Biosorption capacities were affected by solution parameters. The maximum metal uptake (q_max) increased with increasing pH. The affinity constant, q_max, and the pseudo-second-order kinetic constants were calculated for the adsorption of all studied metals onto G. torulosus. The Gibbs free energy of the adsorption process as well as the process enthalpy and entropy were calculated from experimental results.

Introduction

The increasing concentration of heavy metals in waters is mainly due to effluent discharges from industries. Pollution of natural waters by metal ions has become a major issue all over the world because metal concentrations in waters often exceed the admissible values. Consequently, industries are required to diminish the contents of heavy metals in their effluents to acceptable levels.

The increasing waste products are forcing scientist to study new and alternative technologies to remove trace metals from polluted waters [1] and one of the main goals regarding heavy metals removal from waste waters consists in the reduction of these pollutants at very low levels [2]

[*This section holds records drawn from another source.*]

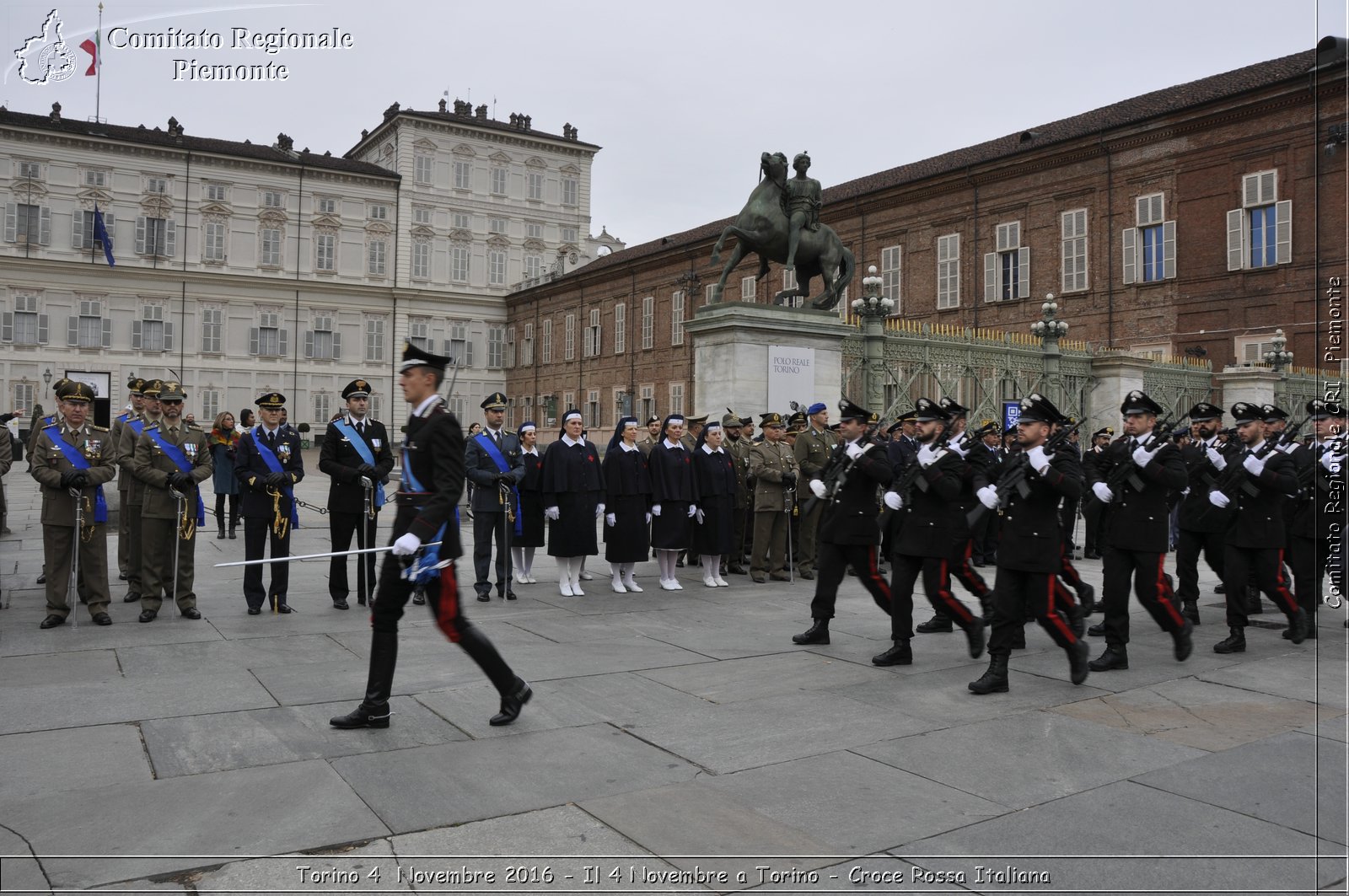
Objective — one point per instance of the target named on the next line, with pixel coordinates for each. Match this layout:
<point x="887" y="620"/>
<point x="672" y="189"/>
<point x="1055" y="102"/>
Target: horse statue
<point x="762" y="227"/>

Biosorption, known as the sorption of heavy metals onto biological materials, is becoming a potential alternative for toxic metals removal from waters [3], [4] and is a cost effective technology that uses readily available biomass from nature [5]. Among many biosorbents, marine seaweeds are excellent biosorbents for metals [6]. In recent years, the metal biosorption potential of various red, green and brown seaweeds were investigated by many researchers [7], [8], [9], [10], [11], [12], [13], and references therein.

Seaweeds have a high bonding affinity with heavy metals [1], [14], [15], [16], [17], [18], [19], [20]. Since their cell walls have different functional groups (such as carboxyl, hydroxyl, phosphate or amine) that can bind to metal ions [21], they are much more efficient than active carbon and natural zeolites and, depending on the pH, these groups are either protonated or deprotonated [22], [23].

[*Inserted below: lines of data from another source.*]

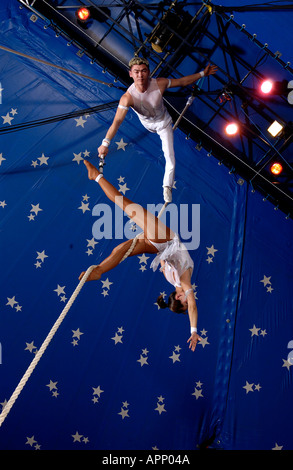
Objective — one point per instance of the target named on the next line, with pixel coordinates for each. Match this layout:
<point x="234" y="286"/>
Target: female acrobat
<point x="156" y="238"/>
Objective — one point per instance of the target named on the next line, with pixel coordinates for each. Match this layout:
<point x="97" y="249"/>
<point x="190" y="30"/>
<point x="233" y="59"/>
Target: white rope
<point x="42" y="349"/>
<point x="52" y="332"/>
<point x="135" y="238"/>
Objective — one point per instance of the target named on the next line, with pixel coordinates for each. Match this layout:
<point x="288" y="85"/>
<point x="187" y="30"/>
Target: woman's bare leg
<point x="141" y="246"/>
<point x="152" y="227"/>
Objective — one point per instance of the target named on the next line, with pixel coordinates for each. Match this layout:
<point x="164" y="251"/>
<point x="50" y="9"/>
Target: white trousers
<point x="164" y="129"/>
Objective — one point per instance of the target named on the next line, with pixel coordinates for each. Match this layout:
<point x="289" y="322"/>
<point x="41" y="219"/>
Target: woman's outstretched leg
<point x="152" y="227"/>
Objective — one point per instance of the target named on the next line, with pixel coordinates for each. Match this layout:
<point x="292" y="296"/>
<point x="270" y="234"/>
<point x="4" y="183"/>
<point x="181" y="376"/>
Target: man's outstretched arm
<point x="187" y="80"/>
<point x="121" y="112"/>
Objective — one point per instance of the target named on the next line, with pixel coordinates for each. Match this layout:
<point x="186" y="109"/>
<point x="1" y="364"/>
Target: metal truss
<point x="198" y="33"/>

Many works describing metals biosorption have been published [8], [24], [25], [26], [27], [28], [29], [30]. The advantages of using dried aquatic algae for metal removal derive from its high efficiency as biosorbents, easy handling, no nutrient requirements, low costs, and their availability.

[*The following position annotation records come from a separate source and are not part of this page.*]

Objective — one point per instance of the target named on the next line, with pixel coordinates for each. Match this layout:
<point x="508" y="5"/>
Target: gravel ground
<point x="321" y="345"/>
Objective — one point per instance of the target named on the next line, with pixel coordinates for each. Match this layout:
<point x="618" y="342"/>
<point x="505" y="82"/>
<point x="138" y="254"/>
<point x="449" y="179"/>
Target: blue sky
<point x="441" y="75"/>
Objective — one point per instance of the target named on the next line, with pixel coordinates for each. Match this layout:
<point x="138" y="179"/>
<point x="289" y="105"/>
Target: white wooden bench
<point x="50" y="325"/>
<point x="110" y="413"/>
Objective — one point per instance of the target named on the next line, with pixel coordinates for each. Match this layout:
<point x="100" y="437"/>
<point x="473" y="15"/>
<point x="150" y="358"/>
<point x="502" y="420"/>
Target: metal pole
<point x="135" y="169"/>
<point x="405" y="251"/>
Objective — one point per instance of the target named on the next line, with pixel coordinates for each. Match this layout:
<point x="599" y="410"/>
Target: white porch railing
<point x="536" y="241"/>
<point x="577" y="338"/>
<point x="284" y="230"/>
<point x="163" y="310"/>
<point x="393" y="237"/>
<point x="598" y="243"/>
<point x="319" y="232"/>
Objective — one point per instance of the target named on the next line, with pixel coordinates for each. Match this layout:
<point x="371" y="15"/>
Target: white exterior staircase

Gymnogongrus torulosus (Rhodophyta) is a seaweed with great commercial interest in Argentina because it produces carrageenan, a polysaccharide commonly used in hydrocolloid industries. This seaweed predominates along the coastal and continental shelf areas of temperate and cold-water regions. Thus, the present study was focused on heavy metal removal from aqueous solution by G. torulosus under different experimental conditions in order to optimize the efficiency of the adsorption process. Equilibrium isotherm and kinetic models were carried out for a better understanding of the adsorption process.